Tad All Over (2014/2015)
“I didn’t know Paul Marshall then, only from playing against Taddy when I was at Scarborough. He’s obviously a good friend now. Tad was still in the Northern Counties Premier and the ambition was to get promoted. It didn’t work out in pre-season with Bradford (Park Avenue) and you (Non League Yorkshire) did a piece about me leaving them and after that, people knew I was available and I had a few offers. At the time I didn’t want to drop down to the NCEL. The season before at Farsley I had got supporters’ player of the year in the NPL Division One and I thought I had done really well at centre-back. Paul Marshall was on holiday at the time and it was at a time when people were really getting into Twitter. Paul meant to send me a private message asking if he could call me, but he got it wrong and he tweeted it publicly. I replied having a joke with it!
“(Owners) Matt and Jimmy Gore then got in touch and said ‘Paul’s away, he’s expressed that he wants to sign you, can we meet for a chat’? I said I would. I didn’t plan on signing and I didn’t have a car at the time so I had to get my dad to drop me off at a hotel in York. My dad went to a pub nearby to wait for me. I remember saying to my dad on the way ‘I can’t see me signing here’ and obviously I had a couple of offers from the NPL. I came out of the meeting and my dad said ‘how did it go’ and I said ‘good, I’ve signed and done the photograph’. The plans for the club blew me away along with the passion from Matt and Jimmy Gore. We spoke about the philosophy Paul wanted to play. Obviously he was away on holiday, but they were keen to get the deal done. I knew some of the players as well and I think because of the bad experience I had with Bradford (Park Avenue), it was one of them where I just wanted to get back to enjoying my football again.”
The Tad Theme Song
“One of the first times I met the lads was in a recording studio in York. I didn’t know many of them at the time and the gaffer Paul phoned me and said ‘we’re recording a song, we’re not training’. It was a good laugh, but we got some stick for doing it. I remember the Shaw Lane video of their version of Tad All Over after they beat us and I remember Joe Thornton tagging me on Twitter. From outsiders looking in, it looked like we didn’t get along, but we had friends in both dressing rooms and we took it with good jest. To be fair, if we had won the league we’d have been singing songs and tagging them in. There was no malice in it. I remember one of my mates from school buying the Tad All Over CD and giving me it for Christmas. The song may come across as being a bit busy, but it was a club trying to think outside the box and forward-thinking. The fans loved it and I think they still play it now. It worked well during the FA Vase run and it became quite well known. I remember Crystal Palace fans tweeting ‘good luck’ to me before games because they played Glad All Over.”

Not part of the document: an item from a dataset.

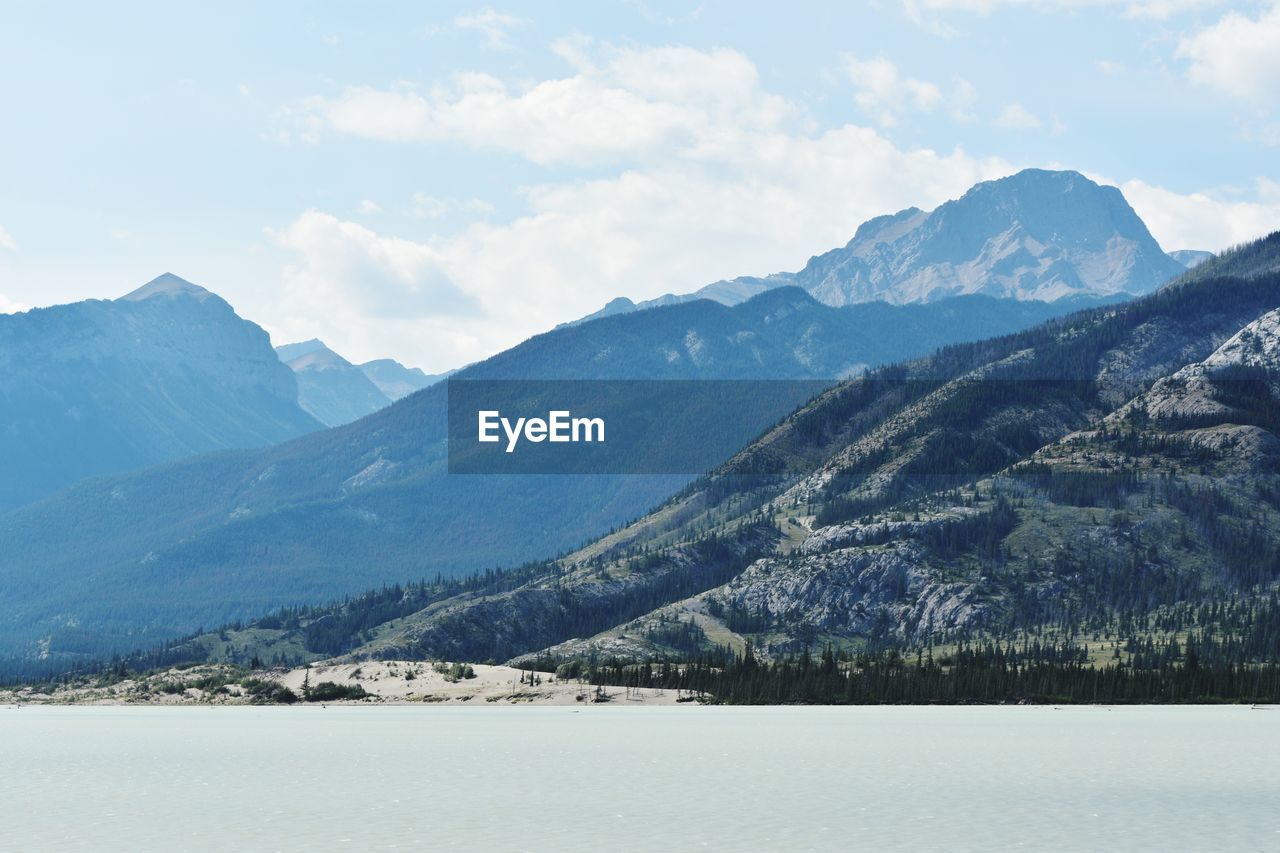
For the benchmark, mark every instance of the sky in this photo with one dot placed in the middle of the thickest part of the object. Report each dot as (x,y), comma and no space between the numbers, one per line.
(437,182)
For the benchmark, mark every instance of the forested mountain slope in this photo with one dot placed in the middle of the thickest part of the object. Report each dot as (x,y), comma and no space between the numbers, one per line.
(236,534)
(1100,474)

“I enjoyed playing for Paul. He’s just an honest person and you knew where you stood with him. Sometimes in Non League for me, honesty is sometimes lacking. If you have a problem with someone from a football perspective just say it, it is nothing personal. Paul was really good at that. His man-management was really good. He is someone who you would want to run through brick walls for. His Non League record speaks for itself. He’s done really well at Harrogate Railway, Tadcaster and I’ve no doubt he’ll go onto do well with Garforth.”
FA Vase Run
“The target was to get promoted and we fell short of that as we finished third behind Worksop and a really strong Shaw Lane team. The FA Vase run was absolutely brilliant. I think the whole Town came out for the Highworth game which is where we lost 1-0 and went out. That’s probably one of the lowest I’ve felt after a game. I think there was over 1500 fans there. We dominated the game and battered them. We missed a penalty in the first half and around that time we had a bad spell as we also lost three or four league games which probably cost us promotion.
“I’d missed the first Highworth game where we drew 1-1 after extra-time as I had been sent off in the Vase game before against Mansfield. The Mansfield game was probably the highlight of the FA Vase run, especially with Rudy in the opposition dugout. He got sent off in the first half and I got sent off with five minutes left. As I was walking into the dressing room, I was fuming. We were 3-0 up at the time and it was silly of me to get sent off and I remember Rudy trying to talk to me. I told him where to go, but he was alright with me after the game.”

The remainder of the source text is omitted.